You are really a tiresome naysayer.
“Come on, folks, do you read this crap from these IT pontificaters who really have no idea what goes on in a doctor’s office”
__
Get lost. I spend about half of my work weeks ongoing IN doctors’ offices consulting with them and their staffs, and working hard to help them.
You have me confused with giving a damn about your opinion, SIR!
Plus I read your useless banter with Nate, so what do you want to accomplish by just bashing people because you don’t like what we say? Shout us down means you win?
Go to DC, you’ll fit right in.
Bashing? LOL. Let’s see, “nate” routinely calls everyone having opinions differing from his an “idiot”, a “socialist”, a “democrap”, etc. I do none of that. “Bashing” Right.
Again:
I spend about half of my work weeks ongoing IN doctors’ offices consulting with them and their staffs, and working hard to help them.

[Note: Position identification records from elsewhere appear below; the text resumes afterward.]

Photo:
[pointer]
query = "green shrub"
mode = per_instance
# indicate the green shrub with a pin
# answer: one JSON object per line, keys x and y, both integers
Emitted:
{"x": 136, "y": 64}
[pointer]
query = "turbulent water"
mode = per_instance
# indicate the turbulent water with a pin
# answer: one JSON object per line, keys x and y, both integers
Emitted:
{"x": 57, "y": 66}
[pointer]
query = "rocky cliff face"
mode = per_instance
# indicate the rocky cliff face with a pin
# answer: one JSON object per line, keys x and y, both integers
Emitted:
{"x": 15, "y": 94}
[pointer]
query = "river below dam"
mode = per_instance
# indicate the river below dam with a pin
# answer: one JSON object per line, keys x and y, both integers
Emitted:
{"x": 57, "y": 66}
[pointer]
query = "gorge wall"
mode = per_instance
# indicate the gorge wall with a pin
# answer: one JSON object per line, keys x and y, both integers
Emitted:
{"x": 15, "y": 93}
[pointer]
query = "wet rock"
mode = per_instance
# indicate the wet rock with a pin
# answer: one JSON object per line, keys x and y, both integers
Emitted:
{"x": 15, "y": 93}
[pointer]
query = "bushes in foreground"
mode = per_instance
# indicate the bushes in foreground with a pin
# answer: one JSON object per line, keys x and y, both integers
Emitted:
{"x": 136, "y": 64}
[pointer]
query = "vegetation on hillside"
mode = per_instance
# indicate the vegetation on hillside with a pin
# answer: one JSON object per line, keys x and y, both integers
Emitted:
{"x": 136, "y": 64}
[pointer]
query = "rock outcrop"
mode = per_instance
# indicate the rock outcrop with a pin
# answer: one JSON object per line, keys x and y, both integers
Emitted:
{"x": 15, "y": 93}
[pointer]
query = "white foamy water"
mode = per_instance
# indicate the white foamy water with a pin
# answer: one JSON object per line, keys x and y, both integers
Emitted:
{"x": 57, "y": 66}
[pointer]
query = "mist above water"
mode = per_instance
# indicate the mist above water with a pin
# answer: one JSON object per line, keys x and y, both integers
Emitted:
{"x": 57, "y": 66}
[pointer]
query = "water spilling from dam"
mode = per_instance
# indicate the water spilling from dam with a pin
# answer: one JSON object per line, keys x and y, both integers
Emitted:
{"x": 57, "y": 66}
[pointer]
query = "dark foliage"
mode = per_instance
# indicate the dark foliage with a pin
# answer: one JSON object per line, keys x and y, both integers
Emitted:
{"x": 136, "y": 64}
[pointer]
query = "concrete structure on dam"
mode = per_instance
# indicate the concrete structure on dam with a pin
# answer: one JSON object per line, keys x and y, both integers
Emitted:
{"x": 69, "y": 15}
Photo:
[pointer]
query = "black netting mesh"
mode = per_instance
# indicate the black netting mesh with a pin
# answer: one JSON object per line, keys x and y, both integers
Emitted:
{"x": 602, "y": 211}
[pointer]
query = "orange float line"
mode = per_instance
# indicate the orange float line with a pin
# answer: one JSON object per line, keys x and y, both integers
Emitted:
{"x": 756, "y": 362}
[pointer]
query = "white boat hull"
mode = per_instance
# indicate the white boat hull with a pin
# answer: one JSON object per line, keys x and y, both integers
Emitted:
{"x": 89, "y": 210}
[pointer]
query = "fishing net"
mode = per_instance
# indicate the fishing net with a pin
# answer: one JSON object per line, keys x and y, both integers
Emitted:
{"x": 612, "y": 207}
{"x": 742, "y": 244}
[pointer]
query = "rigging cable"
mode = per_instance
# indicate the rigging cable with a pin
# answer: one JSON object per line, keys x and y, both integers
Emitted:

Enlighten me as to how such an observation is tantamount to “bashing”? Explain to me how it can be that I know nothing about the challenges faced by physicians.
If anyone is managing this blog (which seems increasingly doubtful), here are a couple points:
1. Posts are being moved off the front page too quickly under the new design;
2. When they are moved, they seem to disappear (where is Ms. Gur-Arie’s most recent “meaningful use” post?);
3. Many links still do not work;
4. Add a preview or edit function for posters.
Thanks
Copy that. They fixed some things that weren’t broken.